When I run ZFS, I run BSD (or illumos).
ZFS needs to be merged into the Linux kernel already. I can't believe the licensing nonsense is still preventing that.
I never want to be on the wrong side of Oracle's lawyers. Larry Ellison is the closest thing we have to a real Bond villain.
The copyright holders have no interest in changing the licenses.
But there could be, with enough funding, a ZFS team which tracks Linux development more closely .
My personal experience is the opposite, but to be fair I gave up on ZFS years ago, it may be (probably is) better now.

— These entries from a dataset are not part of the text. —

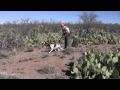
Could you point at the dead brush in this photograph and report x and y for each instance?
(5, 75)
(47, 70)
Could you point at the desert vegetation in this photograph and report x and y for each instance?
(95, 44)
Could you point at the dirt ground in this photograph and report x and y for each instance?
(26, 65)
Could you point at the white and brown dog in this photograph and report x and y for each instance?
(56, 47)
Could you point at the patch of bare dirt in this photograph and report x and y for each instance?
(26, 64)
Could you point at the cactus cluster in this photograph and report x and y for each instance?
(97, 37)
(97, 65)
(42, 39)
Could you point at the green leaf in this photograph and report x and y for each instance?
(99, 65)
(104, 68)
(115, 59)
(77, 77)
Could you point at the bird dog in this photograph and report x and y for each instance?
(55, 47)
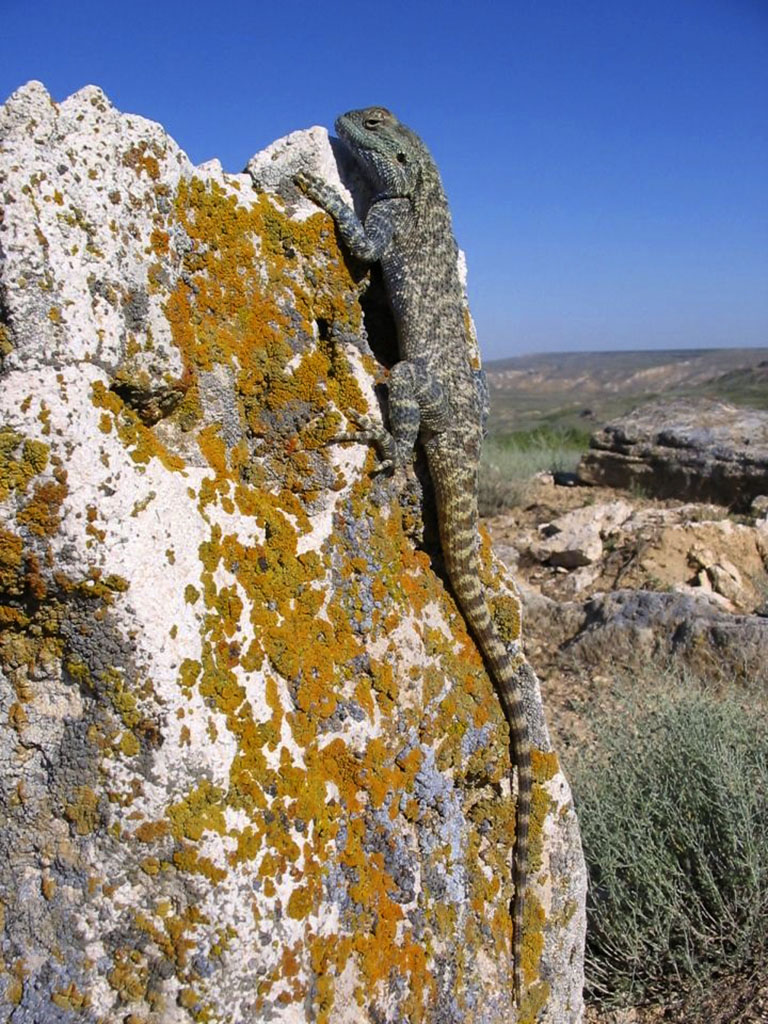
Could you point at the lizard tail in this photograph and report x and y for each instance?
(459, 541)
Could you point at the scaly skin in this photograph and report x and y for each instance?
(434, 392)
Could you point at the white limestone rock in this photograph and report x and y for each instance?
(252, 766)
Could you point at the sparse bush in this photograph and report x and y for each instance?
(511, 462)
(673, 803)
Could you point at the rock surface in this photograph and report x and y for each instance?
(690, 450)
(252, 765)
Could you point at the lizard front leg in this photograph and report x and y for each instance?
(368, 242)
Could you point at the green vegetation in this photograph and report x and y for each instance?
(510, 462)
(673, 803)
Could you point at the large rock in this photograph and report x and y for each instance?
(252, 766)
(642, 630)
(692, 450)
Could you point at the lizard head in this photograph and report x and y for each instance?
(392, 156)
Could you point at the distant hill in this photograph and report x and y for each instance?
(586, 389)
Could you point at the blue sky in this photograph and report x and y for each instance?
(606, 160)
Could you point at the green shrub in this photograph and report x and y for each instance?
(673, 804)
(510, 462)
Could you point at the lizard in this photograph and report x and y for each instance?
(436, 392)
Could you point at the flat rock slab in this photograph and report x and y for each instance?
(694, 450)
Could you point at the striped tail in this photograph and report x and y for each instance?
(458, 521)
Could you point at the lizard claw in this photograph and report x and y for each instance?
(312, 186)
(369, 432)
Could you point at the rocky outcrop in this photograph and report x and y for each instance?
(252, 765)
(691, 450)
(631, 628)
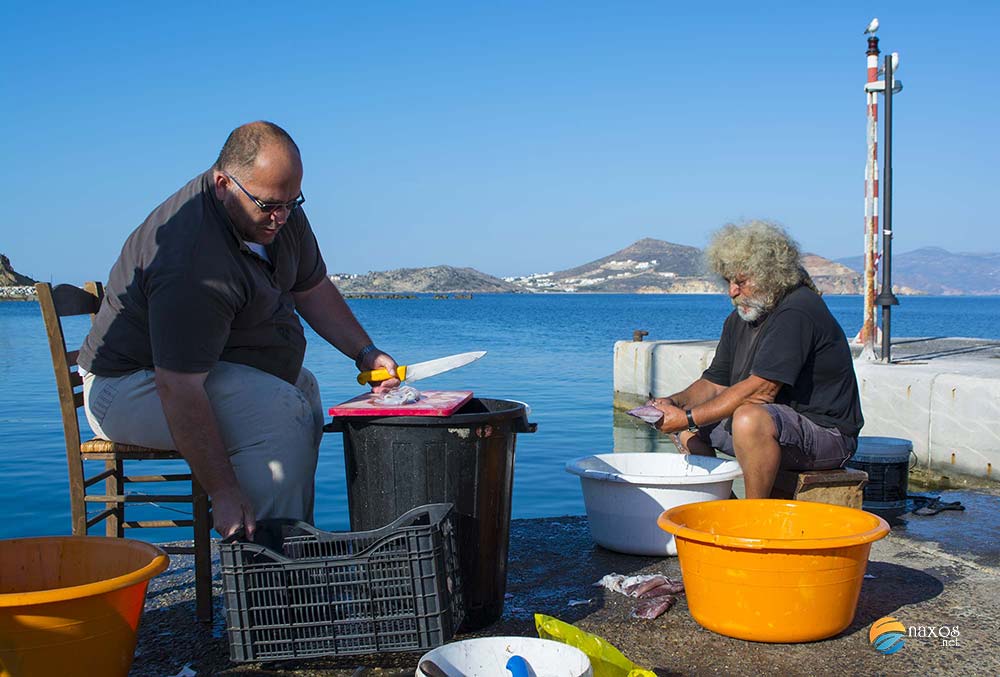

I appreciate these points of view, but it is of course not optimal when you see people simply making polar opposite statements with neither making an attempt at explanation.
LVM was a decent idea at the time, which was the early 1980s. But that locked in many architectural decisions that make it incredibly painful to use in practise, and its devs follow the "it was hard to write, so it should be hard to use" mentality, which make it even more painful.
Self-corrupting snapshots are considered a skill issue on the user's part, e.g., while ZFS simply doesn't allow users to shoot themselves in the foot like that. (And you rarely even need block-level snapshots in the first place!)
Encryption, data integrity, redundancy, are all out scope for LVM, so now you need a RAID layer and a verification layer and an encryption layer and if you stack them wrong, everything breaks. Skill issue! And not LVM's problem in the first place.
ZFS doesn't make you jump through hoops to manually calculate sector offsets to figure out how you can make an SSD cache that doesn't blow up in your face either.
So, no, LVM isn't underrated. It's a painful relic of a bygone age andif anything, overrated.
I see you were downvoted. Interestingly, on HN downvotes are considered as appropriate as explanations, from what I've read. Sure, you should be allowed to downvote, and can't be required to explain, but in a thread about lack of explanation, downvoting without explanation is hard to understand.
> Because at some point I decided LVM is just like flexible partitions and didn't pay much attention to the huge amounts of other stuff in the manpages.
I remember when I was first learning to use Linux, I was mystified by the convention of LVM on top of md. I was reading the LVM man pages and it was clear I could just do all that stuff with LVM without having to involve another abstraction layer.
But I had a hardware raid controller and just used that instead.
It depends on when you started, LVM changed a fair amount over time and the earlier versions had less functionality.
So a lot of people would do like I did -- make an initial decision and then stick with it for two decades, way past of it making any sense. That kind of thing also happens with documentation.
It's a bit pain in three neck for me to rebuild my NAS using LVM or ZFS (to handle RAID in place of mdadm) but if I was starting over, I'd use either of them to avoid bit rot.
As it is though, I'm happy with RAID 10 on SATA HDDs a and RAID 1 on NVME SDDs, using bcache to create a single volume using both, and then ext4 on top. With sufficient SMART monitoring and backups, it'll do.